Creativity and Community 

The Wheelwrite Imaginarium is more than just a bookstore; it’s a cultural hub where art, film, and literature converge. To that end, 2024’s roster of events offers a diverse range of experiences for literature and art enthusiasts alike. On February 22, patrons immersed themselves in an evening of poetry and short stories during a Poets and Short Stories Roundtable. On April 9, an open-mic night at Imaginarium hosted by fiddle player Ida Mae Specker offered local performers a platform to showcase their talents. 

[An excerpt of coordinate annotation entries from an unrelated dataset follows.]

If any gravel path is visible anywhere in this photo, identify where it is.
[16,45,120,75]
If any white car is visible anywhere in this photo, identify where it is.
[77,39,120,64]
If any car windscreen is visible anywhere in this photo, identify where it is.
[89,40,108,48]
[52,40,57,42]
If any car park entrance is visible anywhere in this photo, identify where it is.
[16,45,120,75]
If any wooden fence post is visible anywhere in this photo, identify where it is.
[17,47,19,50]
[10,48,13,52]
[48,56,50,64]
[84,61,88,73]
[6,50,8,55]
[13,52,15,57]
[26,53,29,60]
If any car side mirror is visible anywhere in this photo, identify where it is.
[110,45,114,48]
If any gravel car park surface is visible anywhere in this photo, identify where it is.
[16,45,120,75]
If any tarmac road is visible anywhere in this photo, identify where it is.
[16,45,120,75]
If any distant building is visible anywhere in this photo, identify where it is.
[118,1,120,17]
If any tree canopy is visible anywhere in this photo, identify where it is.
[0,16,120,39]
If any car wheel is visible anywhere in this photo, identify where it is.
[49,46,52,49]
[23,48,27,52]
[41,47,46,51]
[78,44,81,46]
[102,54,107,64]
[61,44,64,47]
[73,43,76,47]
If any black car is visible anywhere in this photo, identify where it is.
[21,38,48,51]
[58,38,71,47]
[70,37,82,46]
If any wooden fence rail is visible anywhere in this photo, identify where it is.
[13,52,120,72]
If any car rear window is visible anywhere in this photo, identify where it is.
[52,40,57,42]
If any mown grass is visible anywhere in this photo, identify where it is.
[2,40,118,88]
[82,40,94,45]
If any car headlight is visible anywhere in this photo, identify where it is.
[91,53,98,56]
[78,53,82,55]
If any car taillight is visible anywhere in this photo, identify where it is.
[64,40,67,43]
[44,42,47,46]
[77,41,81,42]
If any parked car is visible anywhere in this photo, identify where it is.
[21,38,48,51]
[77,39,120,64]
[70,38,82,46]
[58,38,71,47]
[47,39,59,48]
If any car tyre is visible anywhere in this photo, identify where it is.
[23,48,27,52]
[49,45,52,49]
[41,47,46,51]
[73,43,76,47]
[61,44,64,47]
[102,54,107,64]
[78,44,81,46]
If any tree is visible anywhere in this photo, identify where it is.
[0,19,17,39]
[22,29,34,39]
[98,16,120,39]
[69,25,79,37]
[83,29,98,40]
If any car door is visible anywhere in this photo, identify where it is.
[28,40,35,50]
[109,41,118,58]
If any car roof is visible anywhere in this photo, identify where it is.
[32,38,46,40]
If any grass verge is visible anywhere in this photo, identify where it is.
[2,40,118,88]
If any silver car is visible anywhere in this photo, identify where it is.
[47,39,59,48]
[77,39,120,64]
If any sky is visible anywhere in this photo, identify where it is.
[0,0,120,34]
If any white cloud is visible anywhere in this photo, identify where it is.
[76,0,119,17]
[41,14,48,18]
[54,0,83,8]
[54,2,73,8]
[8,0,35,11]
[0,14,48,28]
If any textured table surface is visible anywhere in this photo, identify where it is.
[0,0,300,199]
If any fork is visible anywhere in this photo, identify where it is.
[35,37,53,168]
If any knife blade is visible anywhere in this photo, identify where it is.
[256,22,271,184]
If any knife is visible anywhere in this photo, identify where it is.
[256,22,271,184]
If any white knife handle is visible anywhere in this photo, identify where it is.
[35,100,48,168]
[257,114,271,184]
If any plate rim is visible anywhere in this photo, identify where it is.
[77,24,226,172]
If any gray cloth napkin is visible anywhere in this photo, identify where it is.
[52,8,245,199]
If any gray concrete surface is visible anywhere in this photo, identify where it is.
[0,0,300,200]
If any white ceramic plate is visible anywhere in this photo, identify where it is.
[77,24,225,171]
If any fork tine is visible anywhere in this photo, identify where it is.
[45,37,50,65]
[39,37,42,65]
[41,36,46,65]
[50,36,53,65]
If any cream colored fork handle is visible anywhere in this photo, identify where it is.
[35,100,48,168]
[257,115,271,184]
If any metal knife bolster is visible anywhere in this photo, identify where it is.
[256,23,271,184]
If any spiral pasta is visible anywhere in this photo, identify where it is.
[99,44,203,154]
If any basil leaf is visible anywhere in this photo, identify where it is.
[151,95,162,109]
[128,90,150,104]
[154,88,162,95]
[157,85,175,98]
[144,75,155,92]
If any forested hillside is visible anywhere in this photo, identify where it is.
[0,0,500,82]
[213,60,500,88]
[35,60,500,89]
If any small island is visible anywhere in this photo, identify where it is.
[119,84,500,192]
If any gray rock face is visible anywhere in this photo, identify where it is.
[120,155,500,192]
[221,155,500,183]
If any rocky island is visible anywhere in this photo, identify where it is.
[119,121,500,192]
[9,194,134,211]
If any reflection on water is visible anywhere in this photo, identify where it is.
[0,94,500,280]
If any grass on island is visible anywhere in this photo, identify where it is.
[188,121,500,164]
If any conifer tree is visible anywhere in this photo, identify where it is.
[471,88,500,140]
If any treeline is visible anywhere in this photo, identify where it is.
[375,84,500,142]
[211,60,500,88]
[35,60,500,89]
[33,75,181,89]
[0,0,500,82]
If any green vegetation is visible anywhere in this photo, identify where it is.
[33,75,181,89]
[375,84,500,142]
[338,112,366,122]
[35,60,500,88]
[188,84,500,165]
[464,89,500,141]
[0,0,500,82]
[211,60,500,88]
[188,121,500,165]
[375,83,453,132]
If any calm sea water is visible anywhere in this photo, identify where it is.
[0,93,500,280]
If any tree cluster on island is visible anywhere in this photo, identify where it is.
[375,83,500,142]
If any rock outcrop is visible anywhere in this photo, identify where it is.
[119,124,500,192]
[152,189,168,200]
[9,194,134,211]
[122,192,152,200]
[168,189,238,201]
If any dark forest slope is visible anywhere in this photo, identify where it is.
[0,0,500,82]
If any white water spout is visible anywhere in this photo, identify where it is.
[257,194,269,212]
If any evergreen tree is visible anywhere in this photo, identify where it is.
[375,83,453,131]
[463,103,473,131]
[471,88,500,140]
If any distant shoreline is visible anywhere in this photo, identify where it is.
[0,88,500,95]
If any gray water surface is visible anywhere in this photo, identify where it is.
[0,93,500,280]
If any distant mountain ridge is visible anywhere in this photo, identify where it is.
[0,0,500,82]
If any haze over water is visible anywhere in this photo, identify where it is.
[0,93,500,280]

From May 23 – May 26, the Imaginarium plays host to the inaugural Vermont Film and Folklore Festival (VFFF), a celebration of independent cinema and the rich cultural heritage of Vermont. This four-day event will feature screenings of independent films, discussions on folklore and storytelling, and a special Vermont sidebar highlighting local filmmakers and traditions. VFFF was founded by Tim Rhys and Indiewire co-founder Karol Martesko-Fenster. “It’s a celebration of storytelling, not just cinematic, although that’s our focus,” says Rhys, the festival director. “We’re bringing in a couple of folklorists to speak on the cultural role of folklore in and outside of Vermont, and we’re looking forward to hosting screenings here, as well as the Southern Vermont Arts Center, Manchester Community Library, and Burr & Burton Academy.” 

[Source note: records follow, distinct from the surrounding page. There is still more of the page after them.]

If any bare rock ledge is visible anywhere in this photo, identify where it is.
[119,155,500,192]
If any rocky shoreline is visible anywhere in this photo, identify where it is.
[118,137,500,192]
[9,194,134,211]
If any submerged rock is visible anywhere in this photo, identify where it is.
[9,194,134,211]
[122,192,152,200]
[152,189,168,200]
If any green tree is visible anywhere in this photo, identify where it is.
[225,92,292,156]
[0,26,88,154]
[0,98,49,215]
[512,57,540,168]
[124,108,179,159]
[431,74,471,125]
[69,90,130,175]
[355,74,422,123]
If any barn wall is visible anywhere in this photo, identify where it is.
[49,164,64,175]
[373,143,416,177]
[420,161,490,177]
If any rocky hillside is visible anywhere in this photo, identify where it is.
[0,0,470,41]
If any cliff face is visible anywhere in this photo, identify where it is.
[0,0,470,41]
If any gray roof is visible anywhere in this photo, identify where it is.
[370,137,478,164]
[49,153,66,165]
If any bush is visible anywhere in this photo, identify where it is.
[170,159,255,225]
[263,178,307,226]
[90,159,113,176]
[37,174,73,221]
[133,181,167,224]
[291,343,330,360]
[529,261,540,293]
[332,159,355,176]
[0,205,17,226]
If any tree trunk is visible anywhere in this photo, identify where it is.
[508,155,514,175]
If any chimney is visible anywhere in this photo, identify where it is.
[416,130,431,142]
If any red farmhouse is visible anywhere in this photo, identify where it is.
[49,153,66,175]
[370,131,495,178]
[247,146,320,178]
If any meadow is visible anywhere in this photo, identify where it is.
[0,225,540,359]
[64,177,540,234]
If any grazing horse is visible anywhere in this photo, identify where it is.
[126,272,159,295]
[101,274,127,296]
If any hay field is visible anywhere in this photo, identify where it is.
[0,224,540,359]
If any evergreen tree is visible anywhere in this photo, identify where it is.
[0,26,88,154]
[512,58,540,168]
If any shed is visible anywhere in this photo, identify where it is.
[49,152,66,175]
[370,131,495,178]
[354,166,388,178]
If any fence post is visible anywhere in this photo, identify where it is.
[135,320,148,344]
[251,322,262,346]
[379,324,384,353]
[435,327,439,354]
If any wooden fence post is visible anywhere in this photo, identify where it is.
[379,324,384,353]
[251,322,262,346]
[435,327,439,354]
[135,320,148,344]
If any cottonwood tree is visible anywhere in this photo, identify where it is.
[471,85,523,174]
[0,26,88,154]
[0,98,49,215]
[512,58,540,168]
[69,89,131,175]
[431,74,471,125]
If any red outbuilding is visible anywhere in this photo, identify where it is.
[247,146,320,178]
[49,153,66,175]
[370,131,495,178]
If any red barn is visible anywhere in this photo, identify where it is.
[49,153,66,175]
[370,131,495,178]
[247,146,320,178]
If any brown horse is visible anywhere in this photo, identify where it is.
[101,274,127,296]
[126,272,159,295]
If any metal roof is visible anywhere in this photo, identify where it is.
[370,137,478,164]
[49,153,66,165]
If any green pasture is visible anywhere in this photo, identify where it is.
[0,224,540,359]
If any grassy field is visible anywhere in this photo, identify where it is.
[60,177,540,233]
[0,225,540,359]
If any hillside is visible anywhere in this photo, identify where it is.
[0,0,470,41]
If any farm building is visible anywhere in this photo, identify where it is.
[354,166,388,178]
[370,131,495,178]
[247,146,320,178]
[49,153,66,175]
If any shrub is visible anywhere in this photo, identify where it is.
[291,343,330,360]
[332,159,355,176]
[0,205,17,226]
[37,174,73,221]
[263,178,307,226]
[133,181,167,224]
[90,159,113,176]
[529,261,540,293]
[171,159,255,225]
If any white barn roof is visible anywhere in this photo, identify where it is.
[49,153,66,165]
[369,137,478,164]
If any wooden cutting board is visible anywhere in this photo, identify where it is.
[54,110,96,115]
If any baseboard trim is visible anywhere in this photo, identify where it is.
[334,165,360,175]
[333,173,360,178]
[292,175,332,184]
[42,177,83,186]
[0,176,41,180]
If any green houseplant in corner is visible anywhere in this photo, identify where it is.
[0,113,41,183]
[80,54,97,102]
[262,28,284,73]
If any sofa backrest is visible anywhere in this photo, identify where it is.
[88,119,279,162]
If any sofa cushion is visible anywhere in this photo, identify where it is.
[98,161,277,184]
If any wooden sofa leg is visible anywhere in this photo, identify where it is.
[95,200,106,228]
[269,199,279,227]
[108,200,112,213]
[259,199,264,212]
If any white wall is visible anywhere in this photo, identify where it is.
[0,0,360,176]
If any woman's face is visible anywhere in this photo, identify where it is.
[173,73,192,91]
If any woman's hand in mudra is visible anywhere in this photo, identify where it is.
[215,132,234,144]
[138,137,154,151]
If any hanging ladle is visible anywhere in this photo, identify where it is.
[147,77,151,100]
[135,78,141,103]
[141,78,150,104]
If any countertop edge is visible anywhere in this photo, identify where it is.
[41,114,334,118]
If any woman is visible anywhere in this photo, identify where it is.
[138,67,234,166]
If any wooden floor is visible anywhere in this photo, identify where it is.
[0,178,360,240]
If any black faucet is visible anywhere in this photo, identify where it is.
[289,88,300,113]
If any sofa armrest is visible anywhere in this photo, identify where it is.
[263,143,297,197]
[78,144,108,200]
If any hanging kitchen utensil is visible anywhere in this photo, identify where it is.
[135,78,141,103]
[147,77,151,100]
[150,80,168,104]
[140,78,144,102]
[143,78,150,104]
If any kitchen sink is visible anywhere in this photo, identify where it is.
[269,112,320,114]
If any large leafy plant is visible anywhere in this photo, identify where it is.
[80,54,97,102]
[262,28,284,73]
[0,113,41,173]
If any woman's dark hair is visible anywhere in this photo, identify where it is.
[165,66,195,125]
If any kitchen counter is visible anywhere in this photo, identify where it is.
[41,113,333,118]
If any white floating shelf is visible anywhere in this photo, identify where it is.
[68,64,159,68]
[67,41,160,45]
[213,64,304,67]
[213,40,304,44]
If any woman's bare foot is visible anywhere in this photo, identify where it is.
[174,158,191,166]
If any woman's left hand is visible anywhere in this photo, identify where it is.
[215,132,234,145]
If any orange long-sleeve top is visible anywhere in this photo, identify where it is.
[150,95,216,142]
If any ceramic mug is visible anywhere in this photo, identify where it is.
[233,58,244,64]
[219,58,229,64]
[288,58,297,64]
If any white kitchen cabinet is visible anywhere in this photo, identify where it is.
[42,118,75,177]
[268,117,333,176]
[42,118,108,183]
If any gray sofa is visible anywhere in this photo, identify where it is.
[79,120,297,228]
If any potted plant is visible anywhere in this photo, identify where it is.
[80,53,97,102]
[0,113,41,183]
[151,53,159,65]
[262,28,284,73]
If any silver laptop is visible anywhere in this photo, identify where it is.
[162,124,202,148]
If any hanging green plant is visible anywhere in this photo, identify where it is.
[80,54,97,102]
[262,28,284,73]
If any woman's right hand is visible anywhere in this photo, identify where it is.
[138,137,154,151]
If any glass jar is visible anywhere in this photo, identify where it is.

As Tim presses forward with developing the Wheelwrite Imaginarium’s programming and community offerings, he is energized by his ongoing artistic collaborations with his son, Nick Cassidy, a skilled actor, director, and musician based in L.A. Most recently, they partnered on the 2023 thriller, Fallen Drive, where they combined their talents to create a compelling cinematic experience. Tim helped produce the film, and Nick wrote, directed, and played a starring role. “Working with Nick was an incredibly rewarding experience,” says Tim. Their mutual respect for each other’s creative vision formed the foundation of their successful collaboration.

Building on the momentum of their previous project, Tim and Nick are gearing up for another feature that they co-wrote, to be shot in Vermont and upstate New York. “Making Mischief Night is an exciting opportunity for us to push our creative boundaries again,” says Tim. “We’re going to be shooting a good portion of it in this region, and we’re looking forward to starting production this October if things fall into place as we believe they will. Nick will direct this one, as well.” 

Chloe at the bookshop.

Reflecting on the local community’s support for the Imaginarium, Tim acknowledges that despite the bookstore’s semi-secluded location off Main Street, there has been an enthusiastic response. “I built this little business with the intention of celebrating good books, good films, and good storytelling. The stories that mean the most to us play a powerful role in shaping our identities and our characters. There’s a great John Waters quote, ‘Nothing is more important than an unread library.’ The books that I’ve collected here were curated based on my tastes, but I chose them to attract people who also deeply connect with literature and the art of storytelling the way I do. I like to think that if your home is full of books, the story of your life becomes a lot more interesting.”